What academic/researcher/librarian would you like to work with or meet, dead or alive?
Richard Feynman. He was a seriously, seriously smart man with a pointy sense of humour, and a side-line playing bongo drums in strip clubs.

What book are you reading at the moment and why?
Depressingly, I’m trying to teach myself a couple of programming languages as I’m getting tired of being shown up by my students – that’s taking up a fair bit of my time. Outside of that, though, I’m slowly working my way through Jody Taylor’s novels about time-travelling historians. You wouldn’t necessarily accuse them of being high literature, but the enthusiastic chaos and cobbled-together hardware she describes makes me think she’s spent some time in academic R&D.
What is the best part about working in research?
I work in an expensive, dangerous toy shop making lasers do things they aren’t supposed to. What’s not to like? What’s really good fun is when you see something dreamt up on the back of a beer mat turning into a real experiment, instrument or product. The very best ones are those that are glaringly obvious to everyone exactly one second after you’ve made the first prototype – those are the ideas you know are going to be successful.
And the worst/most challenging part about working in research?

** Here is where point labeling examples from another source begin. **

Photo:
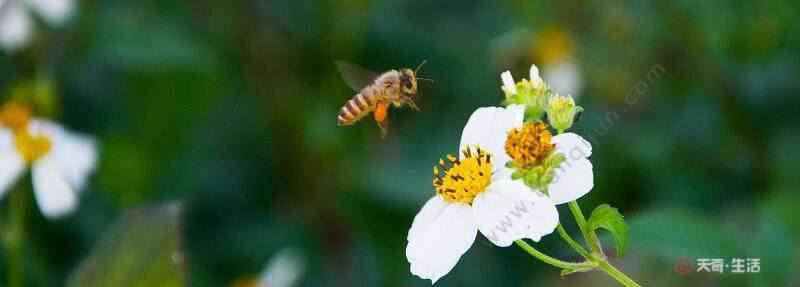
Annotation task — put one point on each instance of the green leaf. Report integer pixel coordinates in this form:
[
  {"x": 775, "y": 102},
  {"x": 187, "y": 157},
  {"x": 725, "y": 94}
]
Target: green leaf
[
  {"x": 142, "y": 250},
  {"x": 606, "y": 217}
]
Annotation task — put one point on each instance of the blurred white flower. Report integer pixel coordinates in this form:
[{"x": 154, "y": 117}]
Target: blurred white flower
[
  {"x": 16, "y": 25},
  {"x": 564, "y": 77},
  {"x": 60, "y": 162},
  {"x": 283, "y": 270},
  {"x": 474, "y": 194}
]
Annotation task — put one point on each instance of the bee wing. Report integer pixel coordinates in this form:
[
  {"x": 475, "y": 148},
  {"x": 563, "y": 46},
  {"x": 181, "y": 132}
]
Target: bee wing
[{"x": 355, "y": 76}]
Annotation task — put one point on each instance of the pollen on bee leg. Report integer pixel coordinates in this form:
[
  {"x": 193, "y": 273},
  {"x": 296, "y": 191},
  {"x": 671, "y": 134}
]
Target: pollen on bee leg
[{"x": 14, "y": 115}]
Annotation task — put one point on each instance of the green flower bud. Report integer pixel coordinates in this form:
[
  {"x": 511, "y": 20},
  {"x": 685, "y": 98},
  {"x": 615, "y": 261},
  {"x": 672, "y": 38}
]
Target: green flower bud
[
  {"x": 531, "y": 93},
  {"x": 561, "y": 111}
]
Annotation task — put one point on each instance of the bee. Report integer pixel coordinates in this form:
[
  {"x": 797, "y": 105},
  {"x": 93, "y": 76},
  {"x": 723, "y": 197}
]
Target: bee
[{"x": 376, "y": 93}]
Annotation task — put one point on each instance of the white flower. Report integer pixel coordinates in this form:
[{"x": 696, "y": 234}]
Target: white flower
[
  {"x": 476, "y": 194},
  {"x": 60, "y": 163},
  {"x": 510, "y": 86},
  {"x": 532, "y": 143},
  {"x": 16, "y": 25}
]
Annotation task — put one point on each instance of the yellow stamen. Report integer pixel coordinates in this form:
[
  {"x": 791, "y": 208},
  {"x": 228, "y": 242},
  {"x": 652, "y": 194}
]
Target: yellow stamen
[
  {"x": 31, "y": 147},
  {"x": 529, "y": 145},
  {"x": 465, "y": 178},
  {"x": 14, "y": 115}
]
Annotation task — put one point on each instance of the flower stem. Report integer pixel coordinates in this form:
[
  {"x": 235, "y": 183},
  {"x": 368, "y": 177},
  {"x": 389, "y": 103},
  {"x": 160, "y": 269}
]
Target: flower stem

It’s about 99% frustration to 1 part exultation. If you aren’t comfortable with (or at least able to tolerate) really great-sounding ideas failing because of either accident, oversight or just some weird interaction with something that no-one had seen before, it’s not a game for you. When it’s good, though, it’s the best job in the world.
What is the one thing you want people to know about Mendeley?
Just about every function it has is exactly where you’d expect to find it – someone clearly spent a lot of time and effort making the thing intuitive to use, and even my old technophobe supervisors got to grips with it pretty quickly.
I am impressed with the effect Mendeley has had on the minds of numerous research scientist on this platform. We are proud of this team.
Señor DUCAN CASEY gracias por compartir sus experiencias y motivarla investigación ;soy un alumno de pre.grado de la universidad agraria la molina y me facilito mucho en aprender usar mendeley y gustoso por saber que otros personas comparten a saber utilizar esta herramienta, gracias.